Conclusion¶
In the timeless past, the mythical hero Cú Chulainn is said to have defended all of Ulster from the raids of the Connachtmen all on his own; in the late 12th century, Strongbow and King Henry II would arrive to begin a long and terrible reign of English cruelty in Ireland; in 1649, Oliver Cromwell began his bloody conquest of Ireland as reparation for rebellions among Gaelic lords which would earn him the epitaph “The Butcher”; in 1798, Wolfe Tone died in British custody after attempts at revolution for Ireland; and carrying what he considered the torch of Ireland’s defense into 1916, Padraic Pearse read aloud the Proclamation of the Irish Republic on the steps of the General Post Office. It was within that document that Pearse and his comrades made clear their justification and goal to free Ireland, listing Ireland’s reasons for independence; by referencing these past grievances with the full intention to remove England’s influence from Ireland, Pearse invoked the deep and strong roots of Gaelic sovereignty. Pearse had been working through much of his life to build a cultural movement which could sustain the military movement he championed that Easter Monday.

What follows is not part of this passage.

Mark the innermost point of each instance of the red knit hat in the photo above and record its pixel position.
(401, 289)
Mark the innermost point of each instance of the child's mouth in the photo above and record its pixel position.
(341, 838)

He and other cultural nationalists utilized newspapers and pamphlets, poetry and theater, speeches and eulogies to awaken the memory of Ireland as she once was – free of tyranny, free of England – within her men and women. Their military efforts that Easter week were fruitless; the rebels were soundly defeated and all the leaders of ‘16 were executed. But that rebellion began the chain of events which would see the formation of the Free State in 1922 and eventually the creation of the Republic of Ireland in 1949, a sovereign state free of English rule. Did guns and bayonets achieve that feet? Surely, many Irish and English died in the conflicts surrounding and caused by Easter 1916. Pearse’s works and their popularity, however, seem to indicate that it was the culture Pearse advanced which won the Uprising long after Pearse himself was dead.